How do financial frictions affect the type of human capital investments that students make in college? To study this question, I build a novel dataset covering more than 700,000 U.S. students, merging commencement records with address histories, credit bureau records, and professional resumes. I document that students trade-off initial earnings against lifetime earnings when choosing college majors, and that students from low-income families are more likely to choose majors associated with higher initial earnings but lower lifetime earnings. I provide causal estimates of how student debt affects this trade-off using the staggered implementation of Universal No-Loan Policies across 22 universities from 2001 to 2019. I find that students who are required to take on more student loans to finance their education choose majors with higher initial earnings but lower lifetime earnings. Furthermore, student debt differentially affects students depending on their family backgrounds: Students who grew up in low-income families display greater sensitivity to changes in student debt. Finally, I show that student debt leads to different job profiles and earnings later in life. Combined, these findings highlight the role of financial frictions in human capital investments and subsequent labor market trajectories.


Peer Effects and the Gender Gap in Corporate Leadership: Evidence from MBA Students (with Ashley Wong and Francesca Truffa)

Presentations: ASSA 2023 (scheduled), AlpPop 2023 (scheduled), Stanford University (Scheduled), NBER Summer Institute 2022, ASSA 2021, IZA Workshop on Gender and Family Economics 2021

Awards: Best Paper Award for the Discrimination and Diversity Workshop University of East Anglia (2022), UniCredit Foundation Best Paper Award on Gender Economics (2021), Susan Schmidt Bies Prize for Doctoral Student Research on Economics and Public Policy (2019)

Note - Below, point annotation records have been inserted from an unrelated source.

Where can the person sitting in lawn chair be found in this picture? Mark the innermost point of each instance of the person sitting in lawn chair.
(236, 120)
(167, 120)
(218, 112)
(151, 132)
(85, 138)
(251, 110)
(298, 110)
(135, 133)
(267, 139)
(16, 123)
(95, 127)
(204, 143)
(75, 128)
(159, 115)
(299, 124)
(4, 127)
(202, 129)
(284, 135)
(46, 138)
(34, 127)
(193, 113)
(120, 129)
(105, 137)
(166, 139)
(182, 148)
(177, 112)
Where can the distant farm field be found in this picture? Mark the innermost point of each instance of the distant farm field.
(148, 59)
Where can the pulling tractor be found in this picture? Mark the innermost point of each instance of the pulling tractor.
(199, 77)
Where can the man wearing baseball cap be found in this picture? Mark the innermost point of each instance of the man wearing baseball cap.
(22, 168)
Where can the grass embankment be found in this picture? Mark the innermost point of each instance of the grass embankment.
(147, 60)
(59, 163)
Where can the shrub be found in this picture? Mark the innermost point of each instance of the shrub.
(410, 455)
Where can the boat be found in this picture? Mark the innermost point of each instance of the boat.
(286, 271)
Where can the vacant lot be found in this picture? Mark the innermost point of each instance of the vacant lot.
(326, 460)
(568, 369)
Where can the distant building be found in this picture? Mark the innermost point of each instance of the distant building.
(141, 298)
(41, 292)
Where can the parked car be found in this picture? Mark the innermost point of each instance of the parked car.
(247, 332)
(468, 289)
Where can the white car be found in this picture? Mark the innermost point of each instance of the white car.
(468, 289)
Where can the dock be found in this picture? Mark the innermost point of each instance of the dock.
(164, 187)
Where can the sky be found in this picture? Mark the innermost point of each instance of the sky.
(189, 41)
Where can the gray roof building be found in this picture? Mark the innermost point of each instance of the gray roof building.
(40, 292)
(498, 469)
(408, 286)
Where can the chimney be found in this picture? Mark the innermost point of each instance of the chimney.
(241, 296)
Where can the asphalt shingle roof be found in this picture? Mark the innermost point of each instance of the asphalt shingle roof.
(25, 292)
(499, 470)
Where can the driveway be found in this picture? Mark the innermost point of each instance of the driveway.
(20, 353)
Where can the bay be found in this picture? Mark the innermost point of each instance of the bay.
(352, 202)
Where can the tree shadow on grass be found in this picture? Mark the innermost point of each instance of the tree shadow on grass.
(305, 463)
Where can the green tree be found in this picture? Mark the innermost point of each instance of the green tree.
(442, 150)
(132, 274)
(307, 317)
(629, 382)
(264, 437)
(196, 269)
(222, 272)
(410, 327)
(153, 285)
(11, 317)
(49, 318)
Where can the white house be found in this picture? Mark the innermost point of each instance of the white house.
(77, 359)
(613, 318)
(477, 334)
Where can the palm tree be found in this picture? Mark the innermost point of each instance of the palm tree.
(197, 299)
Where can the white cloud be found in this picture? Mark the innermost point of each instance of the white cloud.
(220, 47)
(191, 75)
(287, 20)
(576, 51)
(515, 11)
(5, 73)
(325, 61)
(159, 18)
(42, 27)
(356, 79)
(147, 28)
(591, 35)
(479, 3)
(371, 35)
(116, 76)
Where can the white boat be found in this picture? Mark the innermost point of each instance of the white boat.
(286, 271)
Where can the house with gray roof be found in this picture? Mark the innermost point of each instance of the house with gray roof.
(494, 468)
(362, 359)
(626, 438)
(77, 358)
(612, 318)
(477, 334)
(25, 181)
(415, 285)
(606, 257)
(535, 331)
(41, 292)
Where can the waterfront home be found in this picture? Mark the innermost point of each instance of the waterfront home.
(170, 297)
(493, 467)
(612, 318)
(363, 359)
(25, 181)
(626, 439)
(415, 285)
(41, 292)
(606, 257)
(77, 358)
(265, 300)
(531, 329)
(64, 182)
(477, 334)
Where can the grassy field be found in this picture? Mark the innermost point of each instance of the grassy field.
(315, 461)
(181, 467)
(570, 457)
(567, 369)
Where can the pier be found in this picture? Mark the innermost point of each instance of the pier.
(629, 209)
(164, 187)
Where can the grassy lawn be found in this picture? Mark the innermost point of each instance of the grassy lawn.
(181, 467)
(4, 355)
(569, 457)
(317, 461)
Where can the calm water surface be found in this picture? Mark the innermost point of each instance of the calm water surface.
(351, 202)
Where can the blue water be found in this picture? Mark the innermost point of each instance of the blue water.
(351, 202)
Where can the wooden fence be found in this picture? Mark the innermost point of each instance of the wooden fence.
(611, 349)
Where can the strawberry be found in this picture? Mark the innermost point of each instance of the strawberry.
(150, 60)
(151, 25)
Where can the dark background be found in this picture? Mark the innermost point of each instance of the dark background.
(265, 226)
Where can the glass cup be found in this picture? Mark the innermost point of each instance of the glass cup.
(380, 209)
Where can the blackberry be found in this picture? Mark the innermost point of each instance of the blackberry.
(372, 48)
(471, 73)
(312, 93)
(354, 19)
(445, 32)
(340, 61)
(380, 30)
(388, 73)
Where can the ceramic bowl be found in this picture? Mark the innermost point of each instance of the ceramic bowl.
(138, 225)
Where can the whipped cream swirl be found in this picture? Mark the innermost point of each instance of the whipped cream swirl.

Women continue to be underrepresented in corporate leadership positions. This paper studies the role of social connections in women's career advancement. We investigate whether access to a larger share of female peers in business school affects the gender gap in senior managerial positions. Merging administrative data from a top-10 US business school with public LinkedIn profiles, we first document that female MBAs are 24 percent less likely than male MBAs to enter senior management within 15 years of graduation. Next, we use the random assignment of students into sections to show that a larger proportion of female MBA section peers increases the likelihood of entering senior management for women but not for men. This effect is driven by female-friendly firms, such as those with more generous maternity leave policies and greater work schedule flexibility. A larger proportion of female MBA peers induces women to transition to these firms where they attain senior management roles. We find suggestive evidence that some of the mechanisms behind these results include job referrals and gender-specific information transmission. These findings highlight the role of social connections in reducing the gender gap in senior management positions.


Who Benefits from Financial Technology? A Trade-off between Credit Access and Price Discrimination (with Stephanie Johnson and Adam Jorring)

How should regulators evaluate the costs and benefits when firms require consumers to provide additional data? Using a model of asymmetric information in non-Walrasian markets, we show that consumer surplus can increase, even when more data leads to higher average prices. We test the model's predictions in mortgage markets using the staggered implementation of Automated Underwriting Systems in the 1990s, where new credit risk models increased the use of and interaction between additional financial variables. We find that average interest rates went up in line with the model's predictions. However, the effects are driven by increased credit supply on the extensive margin, benefiting marginal borrowers from groups historically excluded from credit markets. Our results challenge the standard regulatory approach of relying on prices as a sufficient statistics for consumer surplus.

College Education and Political Persuasion (with Simcha Barkai) [data collection phase]

The aim of this project is to understand the role of higher education in shaping political attitudes. The project will provide two types of analysis. The first is analysis of new survey data collected from Boston College students and Alumni. The second focuses on observational data, such as data available through online profiles of individuals.